“Broadway Danny Rose” (1984) is Woody Allen’s love letter to his standup comedy days. He plays the titular manager of has-been and never-was stage acts in the 1970s. A group of real-life performers, playing “themselves,” reminisce about Rose, with Sandy Baron telling the movie’s framing story in a Big Apple restaurant. I was primed for a nostalgia trip, imagining Jewish comedians in the Catskills a la “The Marvelous Mrs. Maisel.”
Rose struggles to grow
The film didn’t connect with me like it has with most viewers, although it starts promisingly and I never outright disliked it. In his first scene, where Danny pitches a water-glass musician to an uninterested club owner, it looks like Allen is going bigger and broader with his performance, but he soon settles into his usual mode. Then we get flashbacks to Danny’s lame but amusing standup act for octogenarians, and I might’ve liked more of that.
Although Allen is the focal actor, the central relationship drama is between Tina (Mia Farrow) and Lou Canova (Nick Apollo Forte). Danny manages revival act Lou, who was a teen heartthrob singer in the ’50s. For unexplained reasons that we probably wouldn’t buy anyway, oafish (when he’s offstage) Lou and moody sunglasses-wearing bombshell Tina are an item, and among Danny’s extracurricular managerial duties is to see that they stay happy so Lou can do his act.
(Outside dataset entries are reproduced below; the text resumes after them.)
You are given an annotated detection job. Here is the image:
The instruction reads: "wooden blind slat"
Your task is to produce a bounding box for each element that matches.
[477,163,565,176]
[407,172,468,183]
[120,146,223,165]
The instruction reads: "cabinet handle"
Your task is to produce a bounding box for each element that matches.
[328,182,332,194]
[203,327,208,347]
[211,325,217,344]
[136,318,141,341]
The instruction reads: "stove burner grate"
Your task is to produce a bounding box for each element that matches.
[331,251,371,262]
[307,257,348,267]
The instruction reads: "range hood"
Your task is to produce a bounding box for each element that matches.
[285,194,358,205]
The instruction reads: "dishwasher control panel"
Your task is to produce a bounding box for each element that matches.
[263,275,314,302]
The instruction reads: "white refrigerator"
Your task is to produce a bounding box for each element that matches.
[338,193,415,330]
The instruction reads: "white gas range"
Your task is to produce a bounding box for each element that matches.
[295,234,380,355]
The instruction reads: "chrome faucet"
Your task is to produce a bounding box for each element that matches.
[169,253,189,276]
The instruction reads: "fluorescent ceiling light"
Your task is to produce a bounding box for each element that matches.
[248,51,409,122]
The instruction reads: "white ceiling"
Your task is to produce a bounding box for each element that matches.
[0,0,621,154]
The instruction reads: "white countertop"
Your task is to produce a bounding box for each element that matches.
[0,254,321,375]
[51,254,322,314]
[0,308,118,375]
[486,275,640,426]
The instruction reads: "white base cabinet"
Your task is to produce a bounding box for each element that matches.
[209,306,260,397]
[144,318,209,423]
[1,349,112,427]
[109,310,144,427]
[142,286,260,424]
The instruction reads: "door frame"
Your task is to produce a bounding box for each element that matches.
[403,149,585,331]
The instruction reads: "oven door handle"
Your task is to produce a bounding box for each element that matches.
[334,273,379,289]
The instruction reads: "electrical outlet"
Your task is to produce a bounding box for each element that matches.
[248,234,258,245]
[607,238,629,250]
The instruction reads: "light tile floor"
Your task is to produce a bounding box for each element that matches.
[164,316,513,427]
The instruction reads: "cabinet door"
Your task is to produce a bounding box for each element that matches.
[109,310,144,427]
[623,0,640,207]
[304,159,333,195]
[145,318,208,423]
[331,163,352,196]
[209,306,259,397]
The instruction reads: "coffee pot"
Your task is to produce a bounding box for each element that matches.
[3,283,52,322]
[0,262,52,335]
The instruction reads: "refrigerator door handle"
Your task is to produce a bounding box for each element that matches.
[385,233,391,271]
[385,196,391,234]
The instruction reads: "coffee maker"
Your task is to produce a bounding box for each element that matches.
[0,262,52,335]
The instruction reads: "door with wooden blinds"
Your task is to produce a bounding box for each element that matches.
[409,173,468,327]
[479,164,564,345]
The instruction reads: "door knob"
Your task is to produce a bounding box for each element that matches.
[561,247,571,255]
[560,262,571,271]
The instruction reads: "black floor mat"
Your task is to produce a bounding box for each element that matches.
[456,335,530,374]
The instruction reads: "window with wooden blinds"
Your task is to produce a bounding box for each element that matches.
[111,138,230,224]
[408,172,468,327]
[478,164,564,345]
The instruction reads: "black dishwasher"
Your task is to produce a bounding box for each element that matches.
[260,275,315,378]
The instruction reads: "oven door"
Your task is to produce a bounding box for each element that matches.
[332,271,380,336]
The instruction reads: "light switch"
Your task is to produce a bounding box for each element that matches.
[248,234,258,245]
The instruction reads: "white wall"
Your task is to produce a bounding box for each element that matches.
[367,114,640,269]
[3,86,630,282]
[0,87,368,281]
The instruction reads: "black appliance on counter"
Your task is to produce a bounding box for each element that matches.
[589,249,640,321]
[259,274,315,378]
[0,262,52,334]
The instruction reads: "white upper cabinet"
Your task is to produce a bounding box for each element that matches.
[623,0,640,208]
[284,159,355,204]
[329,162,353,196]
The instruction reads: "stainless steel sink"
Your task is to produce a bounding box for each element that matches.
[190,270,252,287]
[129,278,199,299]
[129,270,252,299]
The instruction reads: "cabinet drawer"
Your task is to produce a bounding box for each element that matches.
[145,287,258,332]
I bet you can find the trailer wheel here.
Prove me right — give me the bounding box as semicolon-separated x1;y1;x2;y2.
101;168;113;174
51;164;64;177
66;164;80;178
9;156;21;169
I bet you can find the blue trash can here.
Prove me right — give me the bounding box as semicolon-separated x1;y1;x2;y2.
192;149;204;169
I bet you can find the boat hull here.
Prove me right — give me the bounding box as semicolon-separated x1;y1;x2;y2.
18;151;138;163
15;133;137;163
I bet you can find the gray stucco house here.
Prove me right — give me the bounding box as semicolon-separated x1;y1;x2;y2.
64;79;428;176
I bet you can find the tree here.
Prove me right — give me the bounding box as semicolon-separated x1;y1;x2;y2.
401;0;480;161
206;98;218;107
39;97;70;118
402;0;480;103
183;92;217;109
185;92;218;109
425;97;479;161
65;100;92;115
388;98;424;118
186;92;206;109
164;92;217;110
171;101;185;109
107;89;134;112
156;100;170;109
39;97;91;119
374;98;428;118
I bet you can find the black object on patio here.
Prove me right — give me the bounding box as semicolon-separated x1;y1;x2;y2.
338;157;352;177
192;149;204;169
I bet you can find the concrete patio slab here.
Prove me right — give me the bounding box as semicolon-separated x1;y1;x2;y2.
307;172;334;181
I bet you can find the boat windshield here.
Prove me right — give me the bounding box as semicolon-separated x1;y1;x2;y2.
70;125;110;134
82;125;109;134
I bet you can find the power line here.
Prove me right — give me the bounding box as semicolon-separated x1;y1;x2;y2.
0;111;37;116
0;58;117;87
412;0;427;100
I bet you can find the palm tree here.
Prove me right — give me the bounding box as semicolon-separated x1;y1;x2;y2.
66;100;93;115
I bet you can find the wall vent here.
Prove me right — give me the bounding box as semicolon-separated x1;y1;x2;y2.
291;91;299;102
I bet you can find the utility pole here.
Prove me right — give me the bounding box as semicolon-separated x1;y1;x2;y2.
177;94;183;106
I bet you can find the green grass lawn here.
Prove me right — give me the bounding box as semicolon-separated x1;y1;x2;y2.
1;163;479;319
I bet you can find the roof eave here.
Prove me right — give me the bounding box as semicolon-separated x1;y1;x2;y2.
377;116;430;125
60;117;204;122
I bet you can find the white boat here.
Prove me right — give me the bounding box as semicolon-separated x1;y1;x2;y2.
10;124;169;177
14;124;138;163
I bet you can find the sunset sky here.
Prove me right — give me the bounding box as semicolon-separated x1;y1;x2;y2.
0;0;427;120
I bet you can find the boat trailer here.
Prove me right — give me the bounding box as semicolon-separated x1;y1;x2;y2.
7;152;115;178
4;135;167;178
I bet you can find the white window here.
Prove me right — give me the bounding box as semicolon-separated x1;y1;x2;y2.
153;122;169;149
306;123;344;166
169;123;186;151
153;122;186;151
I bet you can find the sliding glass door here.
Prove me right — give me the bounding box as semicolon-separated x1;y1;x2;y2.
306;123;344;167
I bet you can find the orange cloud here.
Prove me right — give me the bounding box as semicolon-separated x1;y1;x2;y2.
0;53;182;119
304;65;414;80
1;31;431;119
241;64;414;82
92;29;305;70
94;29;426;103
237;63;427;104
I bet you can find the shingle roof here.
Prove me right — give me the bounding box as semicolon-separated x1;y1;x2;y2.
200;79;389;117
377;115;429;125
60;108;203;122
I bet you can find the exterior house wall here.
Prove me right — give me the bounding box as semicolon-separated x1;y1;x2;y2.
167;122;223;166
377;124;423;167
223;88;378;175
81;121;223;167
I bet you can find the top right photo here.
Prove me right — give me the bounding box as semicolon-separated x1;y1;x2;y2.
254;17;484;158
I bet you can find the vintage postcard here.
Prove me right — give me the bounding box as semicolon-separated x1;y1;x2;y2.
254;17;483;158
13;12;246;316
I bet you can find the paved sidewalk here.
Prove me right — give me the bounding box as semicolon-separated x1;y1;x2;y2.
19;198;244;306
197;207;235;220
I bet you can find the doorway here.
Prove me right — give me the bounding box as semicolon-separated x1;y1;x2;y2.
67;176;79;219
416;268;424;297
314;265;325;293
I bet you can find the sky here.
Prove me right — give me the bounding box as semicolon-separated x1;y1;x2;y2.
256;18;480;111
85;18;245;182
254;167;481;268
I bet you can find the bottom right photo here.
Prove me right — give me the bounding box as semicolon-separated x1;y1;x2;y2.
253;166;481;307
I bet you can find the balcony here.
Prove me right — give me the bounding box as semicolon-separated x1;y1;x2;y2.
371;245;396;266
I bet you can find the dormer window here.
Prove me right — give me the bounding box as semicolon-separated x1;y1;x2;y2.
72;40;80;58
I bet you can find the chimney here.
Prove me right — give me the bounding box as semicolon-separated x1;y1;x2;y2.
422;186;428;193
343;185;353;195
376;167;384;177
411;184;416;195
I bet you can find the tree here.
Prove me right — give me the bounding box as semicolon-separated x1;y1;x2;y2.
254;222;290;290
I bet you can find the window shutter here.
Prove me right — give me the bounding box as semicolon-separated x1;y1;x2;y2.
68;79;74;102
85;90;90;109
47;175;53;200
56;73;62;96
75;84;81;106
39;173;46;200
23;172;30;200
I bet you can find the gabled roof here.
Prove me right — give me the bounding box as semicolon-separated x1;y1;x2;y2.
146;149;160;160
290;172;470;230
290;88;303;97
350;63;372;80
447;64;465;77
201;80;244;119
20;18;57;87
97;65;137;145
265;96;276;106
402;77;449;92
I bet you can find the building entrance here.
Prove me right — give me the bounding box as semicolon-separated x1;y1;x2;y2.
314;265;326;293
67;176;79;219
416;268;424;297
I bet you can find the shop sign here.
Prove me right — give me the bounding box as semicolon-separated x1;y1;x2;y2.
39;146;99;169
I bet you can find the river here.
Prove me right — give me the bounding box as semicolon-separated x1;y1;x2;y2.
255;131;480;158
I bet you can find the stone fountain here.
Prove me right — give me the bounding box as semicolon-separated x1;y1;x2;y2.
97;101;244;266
“Broadway Danny Rose” (1982)
Director: Woody Allen
Writer: Woody Allen
Stars: Woody Allen, Mia Farrow, Nick Apollo Forte
“Broadway” has a lot to say about the thankless task of being a manager for acts who don’t become successful or – if they do – end up leaving him for bigger-name management. It presents no solutions to this conundrum, and we’re left with the uncomfortable, unanswerable question of “Why can’t Danny catch a break?”
Heartfelt role
At least in fiction, it would be nice if he got one. Heartwarming moments come late in the movie as Danny hosts a Thanksgiving dinner – frozen food is all he can afford – for his clients and friends who are low on the industry totem pole, including lovable stuttering ventriloquist Barney Dunn (Herb Reynolds), whose dummy speaks flawlessly.
Danny is a notably heartfelt role in Allen’s acting oeuvre, as we see what lengths he’ll go to for his clients. But this sweet element isn’t clear until the end. Residue of some previous Allen roles had me thinking Danny might be a shallow guy looking out for Number One.
When mobsters pursue Danny, mistaking him for Lou, the threat is only as much as a lightly rompish comedy – with its playful soundtrack – allows. Allen slides some, but not enough, funny moments into the screenplay. The best is when a gun-toting mobster and our protagonists exchange dialog in the warehouse where the Macy’s Thanksgiving Day Parade balloons are stored. A stray bullet expels helium from a tank, so their serious words are high-pitched.
Short on detail
I never felt the nostalgia of the bygone years, because – even though Baron speaks of it – we don’t see enough of that time, and in not enough detail. And I don’t know if shooting a colorful decade like the 1970s in black-and-white is the right move. It’s fine in “Manhattan” (1979) because that film speaks to the timeless nature of both the island and love triangles; it doesn’t matter when it is set.
This is a small thing, but I have to mention it because Allen’s movies are usually better about details like this: At one point in a 1970s scene, Danny and Lou walk past a marquee for “Halloween III: Season of the Witch,” which came out in 1982. That took me out of the narrative, although I was willing to be pulled back in.
This is never an unlikable or unpleasant film, and it should be watched by Allen fans to get a sense of his roots. Plus, odds are you’ll like it more than I did. Certainly, it comes from the one-time standup comedian’s heart. Unfortunately, “Broadway Danny Rose” plays like a trifle when it could’ve been a more substantial portrait of an era.